De Bono takes the idea of thinking, and breaks it down into six different aspects, and proposes that all should be allowed at appropriate times in a meeting. The key is not that (say) raw emotion can be expressed unjustified, but that where necessary such feelings are not only encouraged, but that it is an everybody thing. Participants are allowed to express a simple yes / no to an idea with no further comments. This, by the way, is 'red hat thinking'.
Each aspect of thinking is given a colour, so participants will wear the SAME hat at the same time, to view topics from a similar perspective. There is no compelling reason to have physical hats, but presumably this may help initially. Examining each proposal in a critical way is allowed, but not all the way through any discussion - only at 'blackhat' time.
This is a short, easy-read book. It would be possible to give a summary here of the six hats, and their meanings – however, it is better to let de Bono do that. Chapters are small and bite-sized, with an introduction and summary to each coloured hat. You do not need to read the book in one sitting, but it is probably advisable to tackle the 170 pages within 2 or 3 days.

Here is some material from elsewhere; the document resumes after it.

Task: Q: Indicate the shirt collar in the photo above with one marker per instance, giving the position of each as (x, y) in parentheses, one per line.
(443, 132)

The author has written a number of other books on 'thinking', and these are referred to in the text of the volume. For me, the references were about right - neither too many (a sales pitch) or too few (not giving readers the opportunity to get further information). What did irritate me was the summary chapters for each hat, where the majority of sentences seemed to begin with e.g. "Blue hat thinking ..".
At the end de Bone gives a possible framework for using the principles within a meeting. This is helpful, and adds to the comments and examples throughout the text. The overall feel is that this is a book about thinking that is based in reality.
My final thoughts concern interminable meetings I have attended, and national flags. Use of the core idea of this thin volume would have saved man-months of my time, sometimes concluding that a meeting was not necessary. The national flag theme? Take a South African flag into meetings with you. This will remind you of the thinking hats, for the colours are the same.
Buy it, learn it, practice it, and do it.